Enclaved blue inside the land.
But at its edge all human activity since it was source of life.
Round chessboard.
No edge only limit.
And further away, the cut in pieces green with crops which had changed even the forests.
Ultimately his death also had been late no matter what the philosopher wrote.
And the dictionary had been filled with more lemmas that d’ Alembert and Diderot had estimated.
Difficult death.
Or rather hard life.
The optimal of robustness.
To the service of humans.
And especially of the poor who no lawyer didn’t wanted to protect from the injustice of the so called justice.
The schemata of the Encyclopedia didn’t only have great accuracy, it was also the recording of knowledge that liberated humans from obscurantism and the trespassing of rights that didn’t yet exist, at least officially.
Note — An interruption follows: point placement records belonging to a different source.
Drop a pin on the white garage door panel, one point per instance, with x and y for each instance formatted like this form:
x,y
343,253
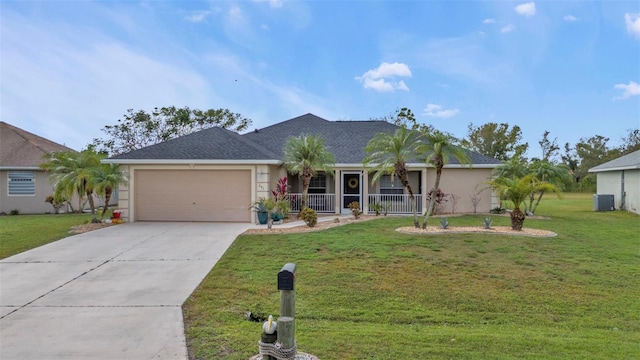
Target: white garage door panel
x,y
193,195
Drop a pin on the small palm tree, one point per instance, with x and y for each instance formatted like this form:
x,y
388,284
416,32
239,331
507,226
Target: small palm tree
x,y
517,190
436,149
389,154
104,179
305,155
71,173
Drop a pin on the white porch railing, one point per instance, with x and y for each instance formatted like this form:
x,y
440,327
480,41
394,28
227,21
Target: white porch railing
x,y
395,204
321,203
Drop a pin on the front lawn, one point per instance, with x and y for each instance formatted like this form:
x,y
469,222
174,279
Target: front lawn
x,y
367,291
19,233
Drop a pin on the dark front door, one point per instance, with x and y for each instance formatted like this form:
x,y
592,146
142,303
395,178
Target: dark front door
x,y
351,189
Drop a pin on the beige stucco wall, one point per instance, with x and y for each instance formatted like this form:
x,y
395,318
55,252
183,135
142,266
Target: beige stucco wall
x,y
464,183
26,204
609,182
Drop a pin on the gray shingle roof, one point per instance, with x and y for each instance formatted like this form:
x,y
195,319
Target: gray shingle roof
x,y
625,162
20,148
209,144
345,139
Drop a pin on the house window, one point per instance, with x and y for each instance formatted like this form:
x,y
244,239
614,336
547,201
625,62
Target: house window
x,y
318,184
22,183
389,187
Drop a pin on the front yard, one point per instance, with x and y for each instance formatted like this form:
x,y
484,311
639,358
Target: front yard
x,y
23,232
367,291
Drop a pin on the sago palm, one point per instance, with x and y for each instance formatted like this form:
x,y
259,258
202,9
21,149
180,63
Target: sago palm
x,y
436,149
389,153
304,155
517,190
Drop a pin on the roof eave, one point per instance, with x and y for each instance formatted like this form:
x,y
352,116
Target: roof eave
x,y
617,168
189,161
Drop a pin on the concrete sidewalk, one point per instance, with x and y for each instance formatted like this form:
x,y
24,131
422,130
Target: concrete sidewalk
x,y
114,293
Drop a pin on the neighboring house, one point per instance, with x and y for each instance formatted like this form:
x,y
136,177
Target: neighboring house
x,y
216,174
23,185
621,178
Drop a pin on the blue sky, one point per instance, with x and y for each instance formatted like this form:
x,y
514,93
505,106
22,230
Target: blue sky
x,y
571,67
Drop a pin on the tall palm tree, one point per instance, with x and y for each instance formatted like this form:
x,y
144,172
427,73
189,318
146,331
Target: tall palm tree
x,y
544,170
71,172
389,154
437,149
517,190
104,179
304,155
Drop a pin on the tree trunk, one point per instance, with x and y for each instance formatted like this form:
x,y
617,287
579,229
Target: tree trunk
x,y
533,210
517,219
107,198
The Masters hadn’t stop even for an instant to write the book of nature.
And this history had started long before Galileo Galilei.
Because Archimedes didn’t wait for anyone.
He knew long ago the myth of Prometheus.
And an insignificant sword hadn’t stopped the action of his diachronic work.
Afterwards a chain reaction occurred.
Because the ramifications had not yet been conceived even if Giordano Bruno was speaking already about multiple worlds centuries before.